MySQL does not support HASH index for several storage engines. The common practice is to emulate them by creating an additional row and maintain it by triggers.
For reasons described below I’ve re-implemented FNV1 and FNV1A 64bit for MySQL – as native functions (performance of MySQL UDFs vs. native functions at kazuho’s blog). To round out the mix I’ve added MurmurHash2, 64A and 64B.
Download the MySQL native functions here.
Michael J. Radwin has written a MySQL UDF for the FNVs as did Baron Schwartz for FNV1 and MurmurHash64A – but unlike the first the latter gives other hashes than that what is regarded as the reference implementation by Landon Curt Noll. This might become an issue as soon as you begin creating these hashes in other places than the one DBMS – e.g., decentrally in the application, or if you want something compatible with implementations found in i.e., memcached. Utilize the first UDF or the native functions.
After you’ve compiled MySQL with them you can invoke the hash functions by FNV1_64, FNV1A_64 and MURMURHASH2 or MURMUR_HASH2 (naming to not interfere with Maatkit’s UDFs). They return 64bit / 4 byte integers which fit into UNSIGNED BIGINT(21) columns.
I’ve done some queries comparing time but was unable to measure any significant performance difference – due to near-practice but bad test design, though. So allow me omit the test system and give you the times for an first impression.

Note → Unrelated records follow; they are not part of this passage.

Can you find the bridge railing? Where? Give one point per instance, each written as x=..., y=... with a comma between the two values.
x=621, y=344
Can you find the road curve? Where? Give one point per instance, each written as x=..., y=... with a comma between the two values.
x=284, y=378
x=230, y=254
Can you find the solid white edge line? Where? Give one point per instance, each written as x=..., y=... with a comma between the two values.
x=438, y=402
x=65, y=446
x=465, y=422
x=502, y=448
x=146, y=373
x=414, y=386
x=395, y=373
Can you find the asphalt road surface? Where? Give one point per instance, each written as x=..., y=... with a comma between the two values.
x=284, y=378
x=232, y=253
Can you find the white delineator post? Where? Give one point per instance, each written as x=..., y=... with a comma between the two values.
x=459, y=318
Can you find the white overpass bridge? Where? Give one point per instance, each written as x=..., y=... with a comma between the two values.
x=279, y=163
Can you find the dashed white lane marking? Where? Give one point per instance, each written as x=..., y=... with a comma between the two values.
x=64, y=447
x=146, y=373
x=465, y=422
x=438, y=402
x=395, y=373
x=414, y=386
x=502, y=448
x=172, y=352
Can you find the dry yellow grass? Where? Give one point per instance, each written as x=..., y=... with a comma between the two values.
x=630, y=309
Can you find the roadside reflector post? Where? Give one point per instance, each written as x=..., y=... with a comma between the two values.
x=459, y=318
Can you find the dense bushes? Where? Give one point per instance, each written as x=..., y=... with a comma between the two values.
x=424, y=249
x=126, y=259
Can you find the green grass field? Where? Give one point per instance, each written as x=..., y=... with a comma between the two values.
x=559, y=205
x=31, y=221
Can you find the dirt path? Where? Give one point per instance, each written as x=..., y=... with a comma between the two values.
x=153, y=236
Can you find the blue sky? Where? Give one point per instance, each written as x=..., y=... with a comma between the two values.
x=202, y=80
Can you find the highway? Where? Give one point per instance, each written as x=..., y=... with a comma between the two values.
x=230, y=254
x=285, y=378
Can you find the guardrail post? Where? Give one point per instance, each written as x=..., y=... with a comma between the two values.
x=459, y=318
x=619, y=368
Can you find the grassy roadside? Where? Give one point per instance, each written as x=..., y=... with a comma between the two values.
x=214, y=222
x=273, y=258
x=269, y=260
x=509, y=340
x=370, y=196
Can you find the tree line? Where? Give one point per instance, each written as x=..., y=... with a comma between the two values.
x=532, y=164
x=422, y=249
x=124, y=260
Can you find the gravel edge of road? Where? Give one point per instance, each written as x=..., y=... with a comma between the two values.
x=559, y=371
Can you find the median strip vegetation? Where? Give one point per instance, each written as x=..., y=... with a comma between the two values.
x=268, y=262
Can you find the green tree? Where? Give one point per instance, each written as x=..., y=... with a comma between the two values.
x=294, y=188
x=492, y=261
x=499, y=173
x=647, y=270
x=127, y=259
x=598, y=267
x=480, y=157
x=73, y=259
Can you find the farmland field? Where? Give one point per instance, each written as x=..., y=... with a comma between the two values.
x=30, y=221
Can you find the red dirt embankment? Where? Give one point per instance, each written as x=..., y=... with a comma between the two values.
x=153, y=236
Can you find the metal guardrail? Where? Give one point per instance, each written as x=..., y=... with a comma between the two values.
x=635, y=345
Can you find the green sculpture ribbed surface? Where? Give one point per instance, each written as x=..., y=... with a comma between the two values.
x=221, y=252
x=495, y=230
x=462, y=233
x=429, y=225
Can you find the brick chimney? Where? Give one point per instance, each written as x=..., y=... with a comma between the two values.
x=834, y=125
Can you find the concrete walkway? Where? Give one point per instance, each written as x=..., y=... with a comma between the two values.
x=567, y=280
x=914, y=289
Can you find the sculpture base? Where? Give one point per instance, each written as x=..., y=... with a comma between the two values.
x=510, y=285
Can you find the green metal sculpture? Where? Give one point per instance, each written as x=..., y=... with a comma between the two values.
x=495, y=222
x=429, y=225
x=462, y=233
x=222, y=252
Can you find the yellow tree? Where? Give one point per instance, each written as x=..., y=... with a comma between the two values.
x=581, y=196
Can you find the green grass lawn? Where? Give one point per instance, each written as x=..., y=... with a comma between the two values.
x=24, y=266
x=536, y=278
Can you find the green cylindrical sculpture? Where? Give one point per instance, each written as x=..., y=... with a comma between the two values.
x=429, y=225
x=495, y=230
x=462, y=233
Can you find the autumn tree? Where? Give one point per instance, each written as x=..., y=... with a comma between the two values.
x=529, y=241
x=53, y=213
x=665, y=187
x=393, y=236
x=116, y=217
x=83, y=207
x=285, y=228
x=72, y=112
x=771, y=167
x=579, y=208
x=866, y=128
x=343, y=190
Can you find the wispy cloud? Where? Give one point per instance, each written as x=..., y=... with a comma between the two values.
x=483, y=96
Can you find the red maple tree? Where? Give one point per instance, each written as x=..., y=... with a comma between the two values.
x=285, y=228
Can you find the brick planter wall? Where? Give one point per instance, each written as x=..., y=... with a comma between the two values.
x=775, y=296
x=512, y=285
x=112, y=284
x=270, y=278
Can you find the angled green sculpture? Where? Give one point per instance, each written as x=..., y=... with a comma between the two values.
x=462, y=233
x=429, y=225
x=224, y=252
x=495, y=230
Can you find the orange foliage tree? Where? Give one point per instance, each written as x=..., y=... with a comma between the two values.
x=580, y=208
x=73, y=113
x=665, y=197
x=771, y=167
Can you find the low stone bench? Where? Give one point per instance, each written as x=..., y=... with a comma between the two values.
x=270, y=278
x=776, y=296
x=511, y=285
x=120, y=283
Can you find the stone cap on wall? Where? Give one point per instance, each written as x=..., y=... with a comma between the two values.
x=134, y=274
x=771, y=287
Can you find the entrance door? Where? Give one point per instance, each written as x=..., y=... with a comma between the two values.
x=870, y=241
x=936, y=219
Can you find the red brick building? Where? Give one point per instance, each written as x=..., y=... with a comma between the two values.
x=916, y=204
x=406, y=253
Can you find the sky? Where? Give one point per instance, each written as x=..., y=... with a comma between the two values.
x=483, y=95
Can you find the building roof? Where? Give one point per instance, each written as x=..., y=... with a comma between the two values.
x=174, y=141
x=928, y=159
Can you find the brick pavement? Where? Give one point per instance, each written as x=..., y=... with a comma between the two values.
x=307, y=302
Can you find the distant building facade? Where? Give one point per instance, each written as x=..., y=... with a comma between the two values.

The aggregates SUM and MAX are only to skip MySQL deliver any large datasets which might tamper with query time. Seconds in braces are for the entire data of about 22M rows:
SELECT SQL_NO_CACHE SUM(LENGTH(resourceURI)) FROM `resources` WHERE resource BETWEEN 1 AND 1000000; -- yields 51'945'833 -- yields 1'221'834'418 w/o range -- 3.0055 sec (72.3431 sec) SELECT SQL_NO_CACHE MAX(FNV1A_64(resourceURI)) FROM `resources` WHERE resource BETWEEN 1 AND 1000000; -- 3.0033 sec (75.6182 sec) SELECT SQL_NO_CACHE MAX(FNV1_64(resourceURI)) FROM `resources` WHERE resource BETWEEN 1 AND 1000000; -- 3.0050 sec (74.6193 sec) SELECT SQL_NO_CACHE MAX(MURMURHASH2(resourceURI)) FROM `resources` WHERE resource BETWEEN 1 AND 1000000; -- 2.9256 sec (76.2182 sec) Maatkit UDF: 5.0234 sec














The benchmark results basically say that hashing a string is not expensive.